[MUD-Dev] The Solution to Criminalizing Community Volunteers?

nbossett at herbert.com nbossett at herbert.com
Mon Sep 11 08:44:03 CEST 2000

Note: This message was written via the list web archives.  There is
no guarantee that the claimed author is actually the author.
Original message: http://www.kanga.nu/archives/MUD-Dev-L/2000Q3/msg01018.php

On Sat, 09 Sep 2000 22:40:23 -0700
"Jon Morrow" <Jon at Morrow.net> wrote:

> 1) For commercial organizations, a contract should be supplied for the
> volunteer simply stating acknowledgement that they work without compensation
> and in the event of dissatisfaction they reserve the right to discontinue
> their service. The organization also states that they reserve the right to
> "fire" the volunteer if they are dissatisfied with services rendered. (If I
> am not legally correct here, someone please intervene)
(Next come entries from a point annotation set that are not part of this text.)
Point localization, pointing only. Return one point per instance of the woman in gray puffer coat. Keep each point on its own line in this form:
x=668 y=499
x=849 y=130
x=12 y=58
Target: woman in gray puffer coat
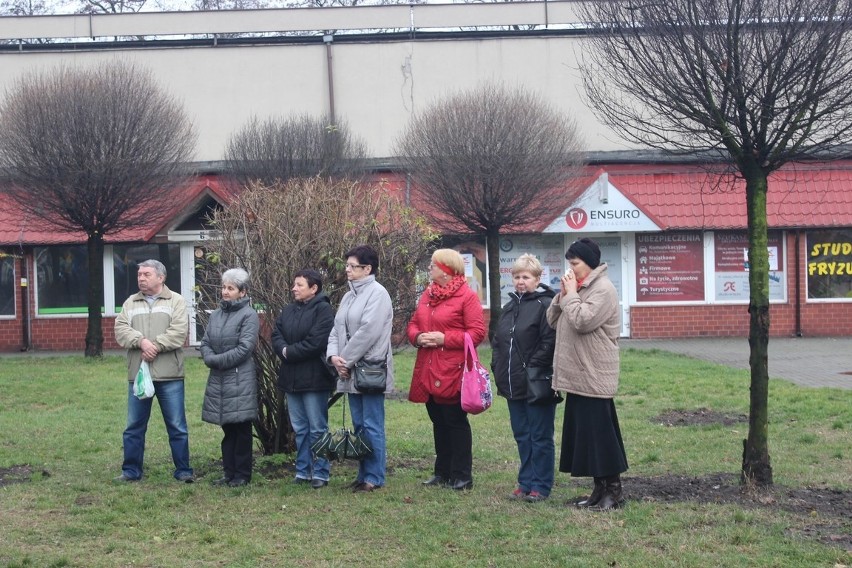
x=230 y=399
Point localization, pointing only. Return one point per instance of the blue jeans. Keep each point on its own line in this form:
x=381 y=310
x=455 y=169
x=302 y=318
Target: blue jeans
x=309 y=417
x=368 y=416
x=532 y=425
x=170 y=398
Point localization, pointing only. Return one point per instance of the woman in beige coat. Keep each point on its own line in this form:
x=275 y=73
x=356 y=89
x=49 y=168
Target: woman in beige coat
x=586 y=317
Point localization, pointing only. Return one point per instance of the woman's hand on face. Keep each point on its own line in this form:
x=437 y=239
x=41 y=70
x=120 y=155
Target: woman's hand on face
x=569 y=283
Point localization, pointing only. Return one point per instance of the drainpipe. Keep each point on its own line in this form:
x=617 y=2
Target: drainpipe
x=798 y=286
x=26 y=327
x=327 y=40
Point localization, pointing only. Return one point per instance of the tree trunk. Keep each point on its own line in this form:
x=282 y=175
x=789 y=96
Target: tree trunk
x=94 y=330
x=756 y=468
x=492 y=242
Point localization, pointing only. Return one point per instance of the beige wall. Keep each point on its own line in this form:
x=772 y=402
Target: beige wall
x=377 y=86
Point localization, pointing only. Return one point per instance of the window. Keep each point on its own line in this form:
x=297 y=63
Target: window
x=62 y=276
x=7 y=284
x=829 y=264
x=730 y=253
x=670 y=267
x=126 y=261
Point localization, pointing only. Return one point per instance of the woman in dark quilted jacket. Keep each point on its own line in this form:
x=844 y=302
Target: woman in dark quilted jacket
x=230 y=399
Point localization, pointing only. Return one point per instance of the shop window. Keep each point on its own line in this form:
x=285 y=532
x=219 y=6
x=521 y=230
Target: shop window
x=670 y=267
x=7 y=285
x=62 y=280
x=126 y=261
x=730 y=254
x=829 y=264
x=549 y=249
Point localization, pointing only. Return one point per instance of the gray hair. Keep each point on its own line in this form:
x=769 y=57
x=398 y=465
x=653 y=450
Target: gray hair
x=236 y=276
x=156 y=265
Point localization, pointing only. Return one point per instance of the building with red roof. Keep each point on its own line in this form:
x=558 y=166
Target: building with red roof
x=673 y=236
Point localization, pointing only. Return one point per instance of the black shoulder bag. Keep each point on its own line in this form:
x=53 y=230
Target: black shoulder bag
x=370 y=376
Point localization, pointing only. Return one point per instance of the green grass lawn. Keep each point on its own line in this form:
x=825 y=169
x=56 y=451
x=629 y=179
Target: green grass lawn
x=61 y=419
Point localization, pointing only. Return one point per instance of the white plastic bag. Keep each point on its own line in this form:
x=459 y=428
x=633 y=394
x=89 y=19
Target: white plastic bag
x=143 y=386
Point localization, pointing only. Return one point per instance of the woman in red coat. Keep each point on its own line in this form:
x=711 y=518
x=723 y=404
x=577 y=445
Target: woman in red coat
x=447 y=310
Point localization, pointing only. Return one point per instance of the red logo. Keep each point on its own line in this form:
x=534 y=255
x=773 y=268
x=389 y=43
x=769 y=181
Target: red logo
x=577 y=218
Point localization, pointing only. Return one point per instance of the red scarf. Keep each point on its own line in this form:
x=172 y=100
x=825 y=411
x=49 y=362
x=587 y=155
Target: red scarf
x=438 y=293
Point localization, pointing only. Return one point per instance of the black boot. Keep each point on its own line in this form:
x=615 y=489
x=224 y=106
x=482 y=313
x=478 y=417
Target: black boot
x=595 y=497
x=612 y=497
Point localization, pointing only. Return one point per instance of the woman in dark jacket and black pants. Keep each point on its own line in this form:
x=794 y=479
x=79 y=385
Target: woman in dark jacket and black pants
x=524 y=339
x=300 y=339
x=230 y=398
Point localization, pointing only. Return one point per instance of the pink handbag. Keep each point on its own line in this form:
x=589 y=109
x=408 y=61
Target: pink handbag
x=476 y=383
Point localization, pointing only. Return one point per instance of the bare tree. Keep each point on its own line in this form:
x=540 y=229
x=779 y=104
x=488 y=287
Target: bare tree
x=24 y=7
x=491 y=159
x=93 y=150
x=288 y=147
x=763 y=82
x=274 y=231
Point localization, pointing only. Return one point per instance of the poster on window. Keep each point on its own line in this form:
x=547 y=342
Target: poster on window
x=731 y=266
x=549 y=249
x=7 y=283
x=670 y=267
x=829 y=264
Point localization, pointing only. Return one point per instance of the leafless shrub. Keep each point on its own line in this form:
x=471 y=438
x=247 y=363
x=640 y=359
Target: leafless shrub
x=273 y=231
x=279 y=149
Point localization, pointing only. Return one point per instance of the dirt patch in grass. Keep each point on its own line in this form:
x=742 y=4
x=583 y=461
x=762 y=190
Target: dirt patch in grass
x=15 y=474
x=825 y=514
x=698 y=417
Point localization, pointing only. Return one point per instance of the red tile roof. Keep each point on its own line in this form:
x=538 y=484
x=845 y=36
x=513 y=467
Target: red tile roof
x=686 y=197
x=675 y=197
x=17 y=228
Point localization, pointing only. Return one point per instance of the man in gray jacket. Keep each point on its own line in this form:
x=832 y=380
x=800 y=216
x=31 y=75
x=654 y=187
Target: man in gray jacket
x=152 y=326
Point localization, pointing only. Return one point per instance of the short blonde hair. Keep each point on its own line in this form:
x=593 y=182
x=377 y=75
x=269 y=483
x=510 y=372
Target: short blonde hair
x=527 y=263
x=450 y=258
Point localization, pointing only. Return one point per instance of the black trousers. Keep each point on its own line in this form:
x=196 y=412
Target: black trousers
x=453 y=441
x=236 y=450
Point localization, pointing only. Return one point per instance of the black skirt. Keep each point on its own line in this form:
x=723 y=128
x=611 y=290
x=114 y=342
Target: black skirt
x=591 y=439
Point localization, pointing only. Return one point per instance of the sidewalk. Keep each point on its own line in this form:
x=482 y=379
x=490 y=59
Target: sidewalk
x=806 y=361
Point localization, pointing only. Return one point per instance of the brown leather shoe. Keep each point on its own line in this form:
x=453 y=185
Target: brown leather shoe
x=612 y=498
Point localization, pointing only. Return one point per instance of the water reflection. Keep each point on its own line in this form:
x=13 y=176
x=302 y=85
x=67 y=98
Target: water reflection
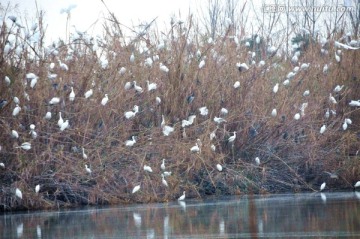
x=300 y=215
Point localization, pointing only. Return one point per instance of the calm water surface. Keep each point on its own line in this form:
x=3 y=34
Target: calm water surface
x=325 y=215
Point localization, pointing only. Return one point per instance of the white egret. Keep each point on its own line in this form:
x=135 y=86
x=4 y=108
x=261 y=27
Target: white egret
x=128 y=85
x=18 y=193
x=345 y=125
x=151 y=86
x=72 y=94
x=322 y=129
x=54 y=101
x=274 y=113
x=322 y=187
x=276 y=88
x=196 y=148
x=7 y=80
x=219 y=120
x=306 y=93
x=236 y=84
x=232 y=138
x=25 y=146
x=105 y=100
x=162 y=166
x=189 y=121
x=164 y=181
x=136 y=188
x=354 y=103
x=16 y=110
x=148 y=169
x=64 y=125
x=37 y=188
x=88 y=93
x=164 y=68
x=338 y=88
x=201 y=64
x=158 y=100
x=84 y=154
x=357 y=184
x=297 y=116
x=14 y=134
x=257 y=161
x=130 y=142
x=166 y=174
x=182 y=197
x=88 y=170
x=332 y=99
x=60 y=121
x=122 y=70
x=348 y=121
x=167 y=130
x=16 y=100
x=204 y=111
x=137 y=88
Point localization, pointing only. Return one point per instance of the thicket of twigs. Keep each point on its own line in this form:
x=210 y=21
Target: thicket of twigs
x=294 y=155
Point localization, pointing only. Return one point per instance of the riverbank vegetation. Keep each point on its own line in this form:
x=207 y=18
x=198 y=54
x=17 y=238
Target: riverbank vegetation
x=292 y=103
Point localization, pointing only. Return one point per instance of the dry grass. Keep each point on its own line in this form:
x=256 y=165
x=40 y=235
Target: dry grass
x=294 y=155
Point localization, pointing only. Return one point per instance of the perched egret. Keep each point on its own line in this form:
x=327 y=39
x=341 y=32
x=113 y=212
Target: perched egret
x=137 y=88
x=322 y=129
x=167 y=130
x=306 y=93
x=84 y=154
x=338 y=88
x=18 y=193
x=25 y=146
x=164 y=181
x=136 y=188
x=166 y=174
x=322 y=187
x=162 y=166
x=196 y=148
x=88 y=170
x=297 y=116
x=64 y=125
x=201 y=64
x=257 y=161
x=204 y=111
x=219 y=120
x=60 y=121
x=276 y=88
x=37 y=188
x=88 y=93
x=151 y=86
x=130 y=142
x=357 y=184
x=16 y=110
x=232 y=138
x=182 y=197
x=14 y=134
x=164 y=68
x=105 y=100
x=332 y=99
x=72 y=95
x=54 y=101
x=273 y=113
x=147 y=168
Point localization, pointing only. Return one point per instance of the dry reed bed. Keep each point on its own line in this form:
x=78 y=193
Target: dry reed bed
x=294 y=155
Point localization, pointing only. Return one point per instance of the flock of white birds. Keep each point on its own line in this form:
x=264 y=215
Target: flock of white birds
x=32 y=80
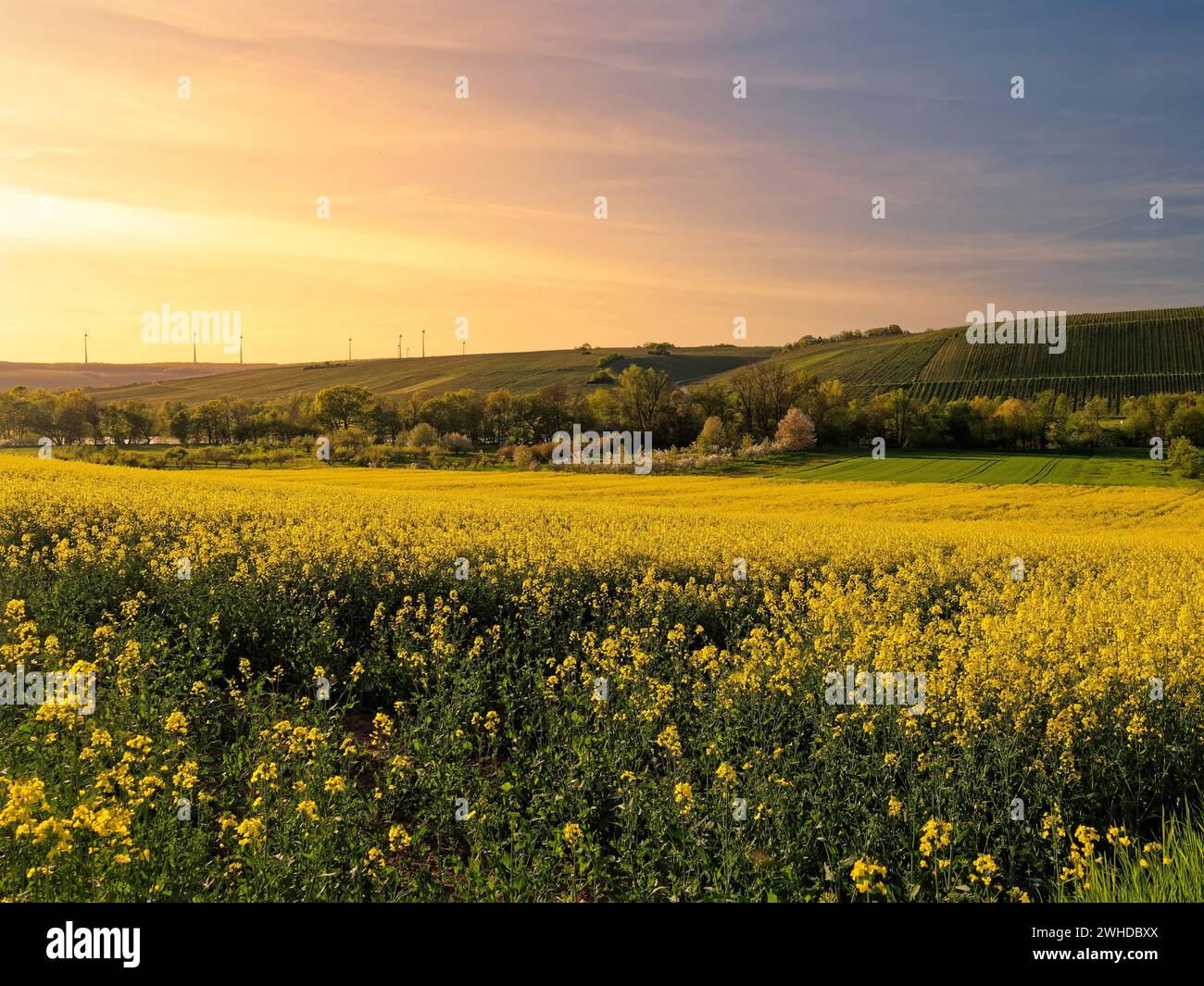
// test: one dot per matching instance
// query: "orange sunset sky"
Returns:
(119, 196)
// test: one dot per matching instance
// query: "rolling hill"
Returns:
(94, 376)
(436, 375)
(1112, 356)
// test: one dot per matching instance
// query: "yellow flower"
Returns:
(863, 874)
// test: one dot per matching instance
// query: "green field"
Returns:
(1109, 468)
(1111, 356)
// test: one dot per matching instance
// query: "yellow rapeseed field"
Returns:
(345, 684)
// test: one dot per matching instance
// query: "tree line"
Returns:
(745, 408)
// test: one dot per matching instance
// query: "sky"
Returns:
(119, 196)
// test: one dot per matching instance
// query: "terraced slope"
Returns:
(1112, 356)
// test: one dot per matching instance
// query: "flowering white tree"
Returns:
(795, 432)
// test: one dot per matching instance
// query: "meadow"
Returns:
(368, 684)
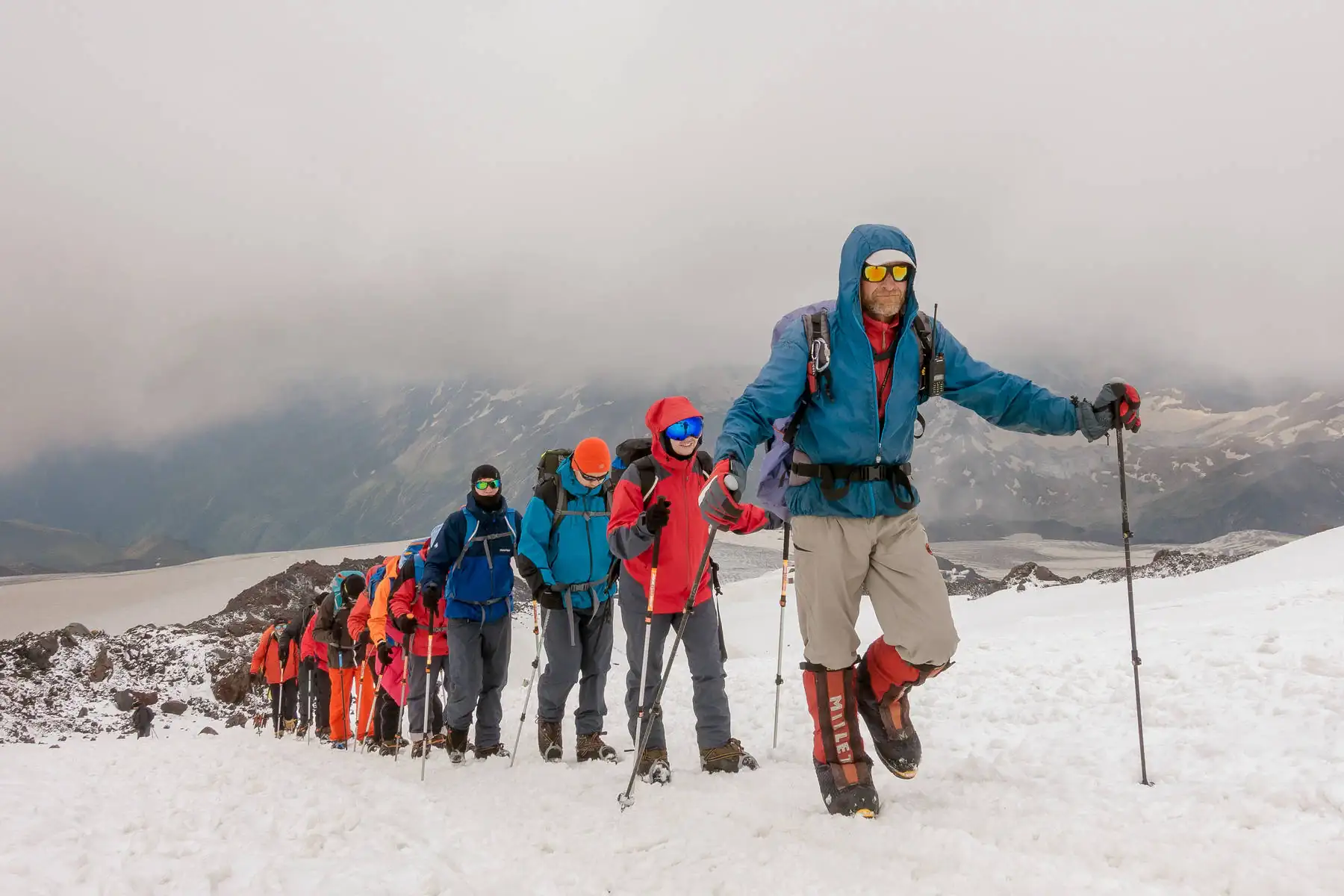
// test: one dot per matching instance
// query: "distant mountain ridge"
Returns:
(307, 476)
(27, 548)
Usual disclaimer: I am not a lawyer.

If a corporation is worried about being considered an employer, is a formal
contract what is called for?  Specific rights and obligations might hurt rather
than help.

I'd prefer to argue that volunteerism is based on the soup-kitchen model:
1) We supply the materials. If you make donations of food or money to the
organization, that's a totally separate action.
2) You be helpful, 'helpful' being defined by us only informally.  This may
include such specific obligations as committing to serve at certain times
determined in advance through mutual agreement.
3) If you are non-productive or obstructive, you're asked to leave.
4) Payment as such is not provided; tools to make you able to do your job more
efficiently may be. (in the case of a soup kitchen, a free meal to sit down with
the clientele and socialize, in the case of a computer service perhaps
connection time or accounts)  Decorative buttons for the volunteers to wear and
other minor perks are perfectly appropriate and do not constitute payment.

As a note on several people's observations regarding specific directives and
work items being given to volunteers, and on the right of employees to earn a
decent living:

A)  Habitat for Humanity, among other groups, must of necessity have a definite
management structure for volunteer projects.  Building a house doesn't happen
through a pile of volunteers just being launched at a pile of building supplies.
 Specific hours and responsibilities must be delegated, and there must be a
foreman and group leaders.  Somewhere up the ladder you find a full-time job and
individuals who are probably regular employees.

B) Labor law is designed to protect people from being exploited in their jobs
while they're trying to earn a living.  A volunteer position which you take on
in the expectation of absolutely no remuneration is (hopefully?) clearly outside
the bounds of minimum wage and other employee-protection laws.  Something you
started doing because it is 'fun' is not sweatshop labor.